# Switching religions......



## drsx (Sep 8, 2010)

I'm hoping for at least 10 wives in heaven.........


----------



## xxxxxxBirdDogger (Mar 7, 2008)

A virgin ain't a virgin because of her good looks. Be careful what you wish for.


----------



## JuddCT (Sep 7, 2007)

10 mother in laws shouldn't be your wish.


----------



## proutdoors (Sep 24, 2007)

JuddCT said:


> 10 mother in laws shouldn't be your wish.


Are you saying you don't like your mother-in-law.......? :shock:


----------



## drsx (Sep 8, 2010)

Hahaha well I think I have to kill extra to get the wives without the inlaws.


----------



## longbow (Mar 31, 2009)

All you'll end up with is a bunch of Star Trek fanatics.


----------



## JuddCT (Sep 7, 2007)

proutdoors said:


> JuddCT said:
> 
> 
> > 10 mother in laws shouldn't be your wish.
> ...


I love my MIL, just don't want 10.


----------



## proutdoors (Sep 24, 2007)

8) 

I figured as much, she sure adores you.

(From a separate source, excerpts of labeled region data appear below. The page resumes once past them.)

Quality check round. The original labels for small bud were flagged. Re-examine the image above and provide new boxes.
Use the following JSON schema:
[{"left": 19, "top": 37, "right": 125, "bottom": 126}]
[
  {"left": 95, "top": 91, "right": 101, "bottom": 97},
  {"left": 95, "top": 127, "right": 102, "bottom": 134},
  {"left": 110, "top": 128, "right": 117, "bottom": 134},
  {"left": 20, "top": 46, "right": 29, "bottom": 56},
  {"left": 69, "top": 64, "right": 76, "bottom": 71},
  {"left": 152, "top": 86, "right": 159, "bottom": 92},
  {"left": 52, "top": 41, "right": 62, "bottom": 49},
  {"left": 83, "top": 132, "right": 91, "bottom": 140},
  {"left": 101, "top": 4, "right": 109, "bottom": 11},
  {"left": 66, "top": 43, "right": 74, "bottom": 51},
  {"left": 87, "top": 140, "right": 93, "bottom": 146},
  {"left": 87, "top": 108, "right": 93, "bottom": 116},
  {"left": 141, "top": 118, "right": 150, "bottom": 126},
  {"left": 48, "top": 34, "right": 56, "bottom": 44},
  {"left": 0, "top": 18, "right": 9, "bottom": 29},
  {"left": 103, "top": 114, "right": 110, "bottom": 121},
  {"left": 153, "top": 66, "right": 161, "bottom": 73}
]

Last time I talked to her about you I puked in my mouth........ :mrgreen:


----------



## digginfreek (Dec 5, 2007)

The punishment for polygamy was more in-laws.... some fellas got around it by marrying sisters. 

No, I'm not by any means promoting it... I wouldn't wish that on anyone


----------



## 2full (Apr 8, 2010)

A few of us hunt'n buddies have started our own religion for the summertime and fall.
It is called "Church of The Pines".
Even have our sign etched into a rock at the edge of a clearing.
Some weekends the wives even come to our services.
And, we don't have to worry about extra mother-in-law's.
I can't say much about the polygamy.............my grandpa was born in Mexico in the colonies while great-grandpa was on a "work mission". :O•-:


----------



## bowgy (Oct 10, 2007)

> I'm hoping for at least 10 wives in heaven.........

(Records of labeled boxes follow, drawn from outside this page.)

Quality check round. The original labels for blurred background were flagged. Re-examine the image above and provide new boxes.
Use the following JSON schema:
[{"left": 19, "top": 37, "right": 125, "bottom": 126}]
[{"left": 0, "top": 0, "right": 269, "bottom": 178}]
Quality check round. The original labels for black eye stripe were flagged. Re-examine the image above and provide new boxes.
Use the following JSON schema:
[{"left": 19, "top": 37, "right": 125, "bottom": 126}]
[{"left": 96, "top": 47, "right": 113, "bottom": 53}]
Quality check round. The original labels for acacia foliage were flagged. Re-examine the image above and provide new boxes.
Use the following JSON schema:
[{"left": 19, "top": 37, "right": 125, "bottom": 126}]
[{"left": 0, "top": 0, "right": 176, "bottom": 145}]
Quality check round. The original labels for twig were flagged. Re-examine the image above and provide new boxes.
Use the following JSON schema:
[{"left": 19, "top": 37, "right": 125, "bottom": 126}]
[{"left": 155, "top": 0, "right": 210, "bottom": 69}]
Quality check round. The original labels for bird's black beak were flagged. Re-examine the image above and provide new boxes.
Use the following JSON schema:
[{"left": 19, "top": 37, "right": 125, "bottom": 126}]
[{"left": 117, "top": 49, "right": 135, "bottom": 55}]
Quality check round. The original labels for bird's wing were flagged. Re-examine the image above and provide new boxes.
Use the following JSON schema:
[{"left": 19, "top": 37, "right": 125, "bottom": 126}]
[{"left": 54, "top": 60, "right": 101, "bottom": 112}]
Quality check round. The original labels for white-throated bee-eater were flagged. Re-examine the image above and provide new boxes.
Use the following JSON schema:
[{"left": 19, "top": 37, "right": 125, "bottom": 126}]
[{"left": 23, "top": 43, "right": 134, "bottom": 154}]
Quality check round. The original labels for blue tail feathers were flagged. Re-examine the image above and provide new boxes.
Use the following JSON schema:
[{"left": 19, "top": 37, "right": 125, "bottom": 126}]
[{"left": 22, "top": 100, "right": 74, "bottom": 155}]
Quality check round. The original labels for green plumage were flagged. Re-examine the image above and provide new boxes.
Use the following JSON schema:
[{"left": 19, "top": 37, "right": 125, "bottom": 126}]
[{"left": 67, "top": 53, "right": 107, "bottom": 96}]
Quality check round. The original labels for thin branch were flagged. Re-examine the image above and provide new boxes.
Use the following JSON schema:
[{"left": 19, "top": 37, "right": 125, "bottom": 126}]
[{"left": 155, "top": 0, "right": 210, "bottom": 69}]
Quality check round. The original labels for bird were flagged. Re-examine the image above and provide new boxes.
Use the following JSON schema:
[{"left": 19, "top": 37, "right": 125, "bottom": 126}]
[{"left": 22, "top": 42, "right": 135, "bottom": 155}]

Uhhh..... I am thinking 10 wives would be more like the other place 



> A few of us hunt'n buddies have started our own religion for the summertime and fall.
> It is called "Church of The Pines".
> Even have our sign etched into a rock at the edge of a clearing.

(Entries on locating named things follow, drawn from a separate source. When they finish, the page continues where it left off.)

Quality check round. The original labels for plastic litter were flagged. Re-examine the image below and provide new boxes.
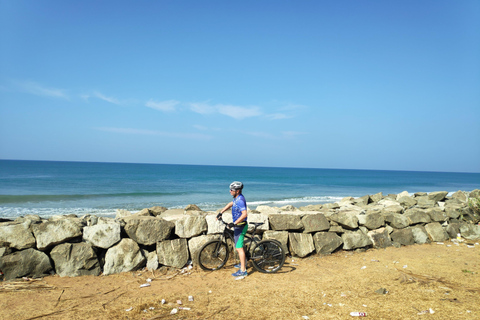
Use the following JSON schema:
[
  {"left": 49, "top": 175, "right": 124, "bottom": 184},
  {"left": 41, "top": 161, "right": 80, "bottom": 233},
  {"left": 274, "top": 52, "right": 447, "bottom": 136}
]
[{"left": 350, "top": 312, "right": 367, "bottom": 317}]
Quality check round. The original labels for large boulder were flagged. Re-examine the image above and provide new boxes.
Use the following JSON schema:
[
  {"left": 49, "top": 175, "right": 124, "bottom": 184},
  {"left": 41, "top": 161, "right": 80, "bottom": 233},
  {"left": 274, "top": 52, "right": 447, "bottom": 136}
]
[
  {"left": 368, "top": 228, "right": 392, "bottom": 249},
  {"left": 268, "top": 214, "right": 303, "bottom": 231},
  {"left": 342, "top": 230, "right": 373, "bottom": 250},
  {"left": 175, "top": 215, "right": 208, "bottom": 238},
  {"left": 103, "top": 238, "right": 145, "bottom": 275},
  {"left": 50, "top": 243, "right": 101, "bottom": 277},
  {"left": 425, "top": 222, "right": 448, "bottom": 241},
  {"left": 125, "top": 217, "right": 175, "bottom": 246},
  {"left": 288, "top": 232, "right": 315, "bottom": 258},
  {"left": 32, "top": 218, "right": 82, "bottom": 251},
  {"left": 302, "top": 213, "right": 330, "bottom": 233},
  {"left": 263, "top": 230, "right": 289, "bottom": 253},
  {"left": 313, "top": 232, "right": 343, "bottom": 254},
  {"left": 157, "top": 239, "right": 188, "bottom": 268},
  {"left": 403, "top": 208, "right": 432, "bottom": 225},
  {"left": 83, "top": 223, "right": 121, "bottom": 249},
  {"left": 0, "top": 220, "right": 35, "bottom": 250},
  {"left": 0, "top": 248, "right": 52, "bottom": 280}
]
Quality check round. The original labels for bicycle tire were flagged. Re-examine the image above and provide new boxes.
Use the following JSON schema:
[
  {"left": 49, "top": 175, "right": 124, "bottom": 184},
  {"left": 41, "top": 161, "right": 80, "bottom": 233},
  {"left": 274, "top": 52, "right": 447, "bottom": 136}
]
[
  {"left": 250, "top": 239, "right": 285, "bottom": 273},
  {"left": 198, "top": 240, "right": 229, "bottom": 271}
]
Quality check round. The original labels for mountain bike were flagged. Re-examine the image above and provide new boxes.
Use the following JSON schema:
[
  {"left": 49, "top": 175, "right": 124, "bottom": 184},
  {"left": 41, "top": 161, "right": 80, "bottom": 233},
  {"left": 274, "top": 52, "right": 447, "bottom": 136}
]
[{"left": 197, "top": 217, "right": 285, "bottom": 273}]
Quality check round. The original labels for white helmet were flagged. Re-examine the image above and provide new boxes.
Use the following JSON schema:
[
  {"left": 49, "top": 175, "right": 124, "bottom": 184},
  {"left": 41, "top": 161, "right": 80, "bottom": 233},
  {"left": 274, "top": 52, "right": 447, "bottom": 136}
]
[{"left": 230, "top": 181, "right": 243, "bottom": 190}]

If us Mormons converted, would that mean we could get Sundays off and a 10 percent pay raise?


----------



## Bax* (Dec 14, 2008)

longbow said:


> All you'll end up with is a bunch of Star Trek fanatics.


Just like this


----------



## Al Hansen (Sep 7, 2007)

-_O- -_O- -_O-


----------



## drsx (Sep 8, 2010)

Haha I love the Trekkies.


----------



## 2full (Apr 8, 2010)

bowgy,
You only get Sundays off and a 10% raise summer and fall.
We are actually a diverse group with 3 different real religions attending........... :mrgreen:
Anyone and everyone welcome !!!


----------



## riptheirlips (Jun 30, 2008)

2full said:


> bowgy,
> You only get Sundays off and a 10% raise summer and fall.
> We are actually a diverse group with 3 different real religions attending........... :mrgreen:
> Anyone and everyone welcome !!!


Do you serve wine at your meeting??


----------



## 2full (Apr 8, 2010)

It's BYOB. If that's what you want. 
It's a personal choice, some do, some don't.


----------



## Mr Muleskinner (Feb 14, 2012)

munni said:


> Well, you are hopping at least 10 wives in heaven. but what work will take us in heaven? please tell me if you know.


According to many of the Shiite and Sunni, sacrificing ones own life in the "Wholy War" will do the trick. Personally I think the radicals would serve the Almighty much better if they would just jump off a cliff. Rolling down a sand dune doesn't count.


----------



## JuddCT (Sep 7, 2007)

Mr Muleskinner said:


> munni said:
> 
> 
> > Well, you are hopping at least 10 wives in heaven. but what work will take us in heaven? please tell me if you know.
> ...


I think you are promised "virgins", but it doesn't specify gender so tread lightly. :lol:


----------



## Fishrmn (Sep 14, 2007)

Walk around and look at the old women who've never been married. There is usually a very obvious reason why they've never been with a man. No man wants to be with them, in this life or the next. They're virgins. Maybe that's what they'll get.


----------



## drsx (Sep 8, 2010)

Hahaha..... true it never said gender...... effff


----------